It is very sad when an adult pressures his/her child into saying “Hi” or “Thanks”. I always feel terrible when I am the one who is supposed to hear a child say it to me, and I always say it first myself and quickly move on to the next subject, especially when I see that this poor kid is shy and scared of his parent’s pressure. I don’t force my kids to say those things, I say it for them, and if they feel like joining in, then great. If they are shy or not comfortable with strangers, then who cares really? We say it a lot at home, more than we normally would in our old childless life, but it works. Both my kids always say “thank you” and “welcome” to each other. It is too cute to watch them pass toys, books, or snacks, and keep thanking each other. I am sure they don’t always understand why they are saying it (especially my 21 m/o) but the idea is there, and they find it fun to imitate what Mom and Dad say all the time. Isn’t it better when it is not forced but sincere, and no intimidation or hard feelings involved?

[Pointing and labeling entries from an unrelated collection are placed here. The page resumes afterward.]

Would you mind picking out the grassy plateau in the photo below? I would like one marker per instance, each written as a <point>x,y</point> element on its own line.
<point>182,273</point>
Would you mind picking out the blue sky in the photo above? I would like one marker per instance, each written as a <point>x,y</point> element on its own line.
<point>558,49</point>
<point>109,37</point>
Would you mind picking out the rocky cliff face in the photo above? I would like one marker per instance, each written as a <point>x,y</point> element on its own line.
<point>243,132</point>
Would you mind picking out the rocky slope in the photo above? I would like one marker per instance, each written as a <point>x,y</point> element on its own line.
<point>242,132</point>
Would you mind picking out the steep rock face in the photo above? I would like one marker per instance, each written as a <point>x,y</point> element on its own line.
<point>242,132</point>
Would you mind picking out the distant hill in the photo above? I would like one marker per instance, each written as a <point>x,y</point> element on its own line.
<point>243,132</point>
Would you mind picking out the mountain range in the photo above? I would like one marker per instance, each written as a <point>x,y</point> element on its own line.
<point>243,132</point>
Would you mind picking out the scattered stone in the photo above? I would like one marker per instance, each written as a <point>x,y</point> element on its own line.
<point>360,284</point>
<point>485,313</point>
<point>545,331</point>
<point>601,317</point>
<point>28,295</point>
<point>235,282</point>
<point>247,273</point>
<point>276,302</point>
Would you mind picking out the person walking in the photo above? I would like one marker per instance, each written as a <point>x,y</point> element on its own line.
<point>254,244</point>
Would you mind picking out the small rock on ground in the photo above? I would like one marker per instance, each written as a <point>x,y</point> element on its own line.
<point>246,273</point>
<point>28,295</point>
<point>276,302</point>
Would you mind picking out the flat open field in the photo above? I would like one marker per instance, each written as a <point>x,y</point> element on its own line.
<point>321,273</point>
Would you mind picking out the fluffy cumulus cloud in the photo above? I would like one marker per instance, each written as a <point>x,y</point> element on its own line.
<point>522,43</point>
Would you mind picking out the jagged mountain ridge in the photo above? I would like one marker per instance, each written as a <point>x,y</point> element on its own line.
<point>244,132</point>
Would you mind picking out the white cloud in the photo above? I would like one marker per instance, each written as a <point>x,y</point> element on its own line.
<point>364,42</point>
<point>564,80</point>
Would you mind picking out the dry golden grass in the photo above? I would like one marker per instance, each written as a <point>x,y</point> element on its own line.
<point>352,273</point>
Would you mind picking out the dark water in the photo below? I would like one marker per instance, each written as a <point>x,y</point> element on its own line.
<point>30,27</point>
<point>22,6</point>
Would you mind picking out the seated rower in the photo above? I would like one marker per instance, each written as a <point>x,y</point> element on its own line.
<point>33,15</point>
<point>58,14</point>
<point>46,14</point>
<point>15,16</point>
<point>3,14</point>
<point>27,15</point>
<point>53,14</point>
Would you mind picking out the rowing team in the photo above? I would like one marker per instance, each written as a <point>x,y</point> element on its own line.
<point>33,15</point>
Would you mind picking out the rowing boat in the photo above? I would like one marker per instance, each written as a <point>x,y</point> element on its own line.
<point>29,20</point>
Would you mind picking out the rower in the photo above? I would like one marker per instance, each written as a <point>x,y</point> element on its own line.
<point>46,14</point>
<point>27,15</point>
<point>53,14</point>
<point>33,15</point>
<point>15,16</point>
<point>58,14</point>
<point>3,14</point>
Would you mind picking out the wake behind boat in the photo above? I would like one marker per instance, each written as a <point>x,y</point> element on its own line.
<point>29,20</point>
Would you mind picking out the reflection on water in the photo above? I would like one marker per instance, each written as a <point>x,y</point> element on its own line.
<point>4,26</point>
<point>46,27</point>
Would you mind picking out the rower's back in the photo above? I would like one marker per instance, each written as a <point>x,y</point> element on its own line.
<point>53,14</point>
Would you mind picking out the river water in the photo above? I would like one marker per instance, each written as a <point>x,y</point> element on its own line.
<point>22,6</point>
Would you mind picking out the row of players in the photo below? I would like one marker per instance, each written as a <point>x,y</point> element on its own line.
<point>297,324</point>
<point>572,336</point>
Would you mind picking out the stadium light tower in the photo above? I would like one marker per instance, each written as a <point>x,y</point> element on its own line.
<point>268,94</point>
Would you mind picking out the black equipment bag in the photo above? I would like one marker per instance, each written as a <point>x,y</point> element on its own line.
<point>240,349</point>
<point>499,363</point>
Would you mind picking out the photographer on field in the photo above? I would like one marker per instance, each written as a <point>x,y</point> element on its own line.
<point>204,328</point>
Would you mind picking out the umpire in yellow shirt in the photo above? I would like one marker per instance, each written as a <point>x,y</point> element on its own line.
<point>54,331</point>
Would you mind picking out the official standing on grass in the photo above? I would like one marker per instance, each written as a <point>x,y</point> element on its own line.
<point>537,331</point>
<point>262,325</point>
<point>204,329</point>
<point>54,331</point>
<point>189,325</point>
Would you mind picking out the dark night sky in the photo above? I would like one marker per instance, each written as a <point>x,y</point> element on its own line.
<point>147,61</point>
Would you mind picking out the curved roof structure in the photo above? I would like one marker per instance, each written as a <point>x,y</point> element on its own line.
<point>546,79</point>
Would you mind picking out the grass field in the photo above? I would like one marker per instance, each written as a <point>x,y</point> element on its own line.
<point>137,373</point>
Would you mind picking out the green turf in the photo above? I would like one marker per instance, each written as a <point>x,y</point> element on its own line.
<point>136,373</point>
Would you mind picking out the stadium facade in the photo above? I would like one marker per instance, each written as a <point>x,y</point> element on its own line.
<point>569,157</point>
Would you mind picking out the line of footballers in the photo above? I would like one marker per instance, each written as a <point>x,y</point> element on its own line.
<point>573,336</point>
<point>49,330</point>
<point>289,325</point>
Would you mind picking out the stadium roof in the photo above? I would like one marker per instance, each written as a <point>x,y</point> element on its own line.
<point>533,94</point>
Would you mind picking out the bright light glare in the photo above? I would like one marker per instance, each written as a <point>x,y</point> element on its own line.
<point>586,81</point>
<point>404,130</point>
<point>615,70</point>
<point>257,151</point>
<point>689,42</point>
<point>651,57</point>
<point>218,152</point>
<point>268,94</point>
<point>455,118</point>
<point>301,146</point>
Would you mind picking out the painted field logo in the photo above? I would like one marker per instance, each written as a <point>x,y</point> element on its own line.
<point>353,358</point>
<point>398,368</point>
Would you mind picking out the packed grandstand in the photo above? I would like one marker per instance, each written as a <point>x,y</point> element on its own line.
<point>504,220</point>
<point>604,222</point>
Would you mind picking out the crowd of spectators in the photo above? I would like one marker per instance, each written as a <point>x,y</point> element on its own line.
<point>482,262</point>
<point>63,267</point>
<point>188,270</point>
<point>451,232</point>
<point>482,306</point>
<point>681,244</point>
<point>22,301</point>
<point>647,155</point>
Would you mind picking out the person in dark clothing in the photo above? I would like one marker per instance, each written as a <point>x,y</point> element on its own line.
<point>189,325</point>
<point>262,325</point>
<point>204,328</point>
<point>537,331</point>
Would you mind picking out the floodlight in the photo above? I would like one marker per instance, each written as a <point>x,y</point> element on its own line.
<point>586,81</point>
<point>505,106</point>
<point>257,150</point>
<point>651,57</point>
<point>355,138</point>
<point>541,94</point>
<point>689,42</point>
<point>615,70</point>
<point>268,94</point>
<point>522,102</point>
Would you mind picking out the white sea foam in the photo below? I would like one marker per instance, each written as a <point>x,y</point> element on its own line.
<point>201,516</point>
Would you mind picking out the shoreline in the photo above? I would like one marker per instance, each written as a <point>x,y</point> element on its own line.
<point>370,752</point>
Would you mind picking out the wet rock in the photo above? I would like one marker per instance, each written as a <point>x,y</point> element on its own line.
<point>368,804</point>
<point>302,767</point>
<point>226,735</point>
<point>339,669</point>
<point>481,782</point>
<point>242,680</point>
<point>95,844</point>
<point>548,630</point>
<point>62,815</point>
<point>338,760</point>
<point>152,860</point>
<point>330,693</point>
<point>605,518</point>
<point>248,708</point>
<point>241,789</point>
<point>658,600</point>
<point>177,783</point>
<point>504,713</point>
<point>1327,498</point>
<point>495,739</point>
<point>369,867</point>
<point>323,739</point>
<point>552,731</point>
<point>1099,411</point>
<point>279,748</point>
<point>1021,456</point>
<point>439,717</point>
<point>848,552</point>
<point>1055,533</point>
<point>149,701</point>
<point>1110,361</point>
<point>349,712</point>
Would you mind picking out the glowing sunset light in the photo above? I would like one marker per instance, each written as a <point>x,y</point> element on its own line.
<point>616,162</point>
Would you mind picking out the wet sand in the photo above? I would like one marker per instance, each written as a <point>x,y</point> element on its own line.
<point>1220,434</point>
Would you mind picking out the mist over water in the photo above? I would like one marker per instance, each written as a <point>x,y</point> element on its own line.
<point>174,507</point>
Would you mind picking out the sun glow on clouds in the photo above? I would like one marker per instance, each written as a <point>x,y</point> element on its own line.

Full article from Janet Lansbury on the subject found here:
“I understand a parent’s wish to raise a child with good manners, and we all want our children to know the basics: “Hi,” “Bye” and “Thank you.” Our children’s public behaviors feel like a giant reflection on us, both as people and as parents. When someone greets our baby, we worry that the person might feel rebuffed if the baby does not respond in kind. Even though this fear is usually unfounded, most of us believe our child’s social emotional development is more important than the possible ruffled feathers of others. How do we best teach children to be polite and caring, while also encouraging their authentic responses?
The answer is to trust and model.
Our trust and patience is an investment in a lifetime of good manners motivated from within. Instead of prompting responses from our baby, we should try to relax, observe and enjoy our child’s natural reactions and expressions. We might be surprised by our child’s spontaneous displays of cheer and affection. And when we encourage the authentic development of social skills, we give our child permission to continually act from the heart.”